私はまだ自分で試していないので、現時点ではまだあまり語れることがありません。
今後の見通し
今回の発表では、OpenAIが提供する評価環境によってベンチマーク数値が大きく変わる点が浮き彫りになった。実運用での性能を見極めるには、Claude Fable 5のARC-AGI 3結果の公開や、標準ハーネスを使った追加の第三者評価が待たれる。AWSでの提供が始まれば、既存のクラウド基盤を使っている日本企業も評価しやすくなるとみられる。コーディングやセキュリティ用途での実測が進むことで、このモデルの位置づけが明確になるだろう。
日本の開発者・IT企業にとっての意味
日本のIT企業にとって、API価格が競合と同一である点は、コスト面の大きな障害なく複数モデルを比較できることを意味します。特にAWS経由での提供が予定されているため、既存のAWS契約を持つ企業は新しい基盤を用意せず試せる可能性があります。一方で、99.9%という数値が特定のハーネスに依存することが示され、ベンチマークだけでモデルを判断する危険性も再認識させます。自社のタスクに合わせて標準ハーネスや実務データで評価することが重要です。また、セキュリティ性能の向上は防御用途に貢献する一方、悪用の可能性も考慮したガバナンスが求められます。
気になる点
- GPT-6 Astraは日本国内から利用できますか?
- OpenAIの発表では、ChatGPT Plus/Pro/Business/Enterpriseユーザーと、OpenAI APIおよびAWSを通じて提供される予定です。ただし初日は限定組織向けで、数日かけて展開されるため、日本での利用可能時期は今回の情報からは確定できません。
- ARC-AGI 3の99.9%という数字は信頼できますか?
- この値はOpenAIが独自開発した「Provider Adapter harness」で計測したものです。同じベンチマークを標準ハーネスで測ると62.7%でした。スコアは計測環境に依存するため、99.9%だけでなく62.7%も併せて評価する必要があります。

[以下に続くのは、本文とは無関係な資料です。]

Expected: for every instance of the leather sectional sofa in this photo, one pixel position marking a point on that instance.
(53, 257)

- 既存のGPT-5.6 SolやClaude Fable 5から乗り換えるべきですか?
- Artificial Analysisのインテリジェンス指数ではAstraはSolと同点でFable 5.1より低く、必ずしも全ての面で上回るわけではありません。一方コーディングエージェントではコスト効率が良いとされ、用途に応じて選ぶのが妥当です。
用語解説
- ARC-AGI
- 汎用人工知能に近い推論能力を測ることを目的としたベンチマークシリーズ。ここでは2026年3月に公開されたversion 3を使用。
- ハーネス
- ベンチマークを実行するためのテスト一式やプログラム。同じモデルでもハーネスの実装次第でスコアが変わることがある。
- トークン
- テキストを分割した単位。およそ英語1単語が1〜2トークンに相当し、APIの料金はトークン数で計算される。
- リバースエンジニアリング
- コンパイル済みの実行ファイルなどを解析し、動作や構造を推測すること。セキュリティ分野で重要なスキルとなる。
- 長文コンテキスト
- モデルが一度に扱える入力・出力の長さ。この記事では最大1Mトークン規模のテストを指す。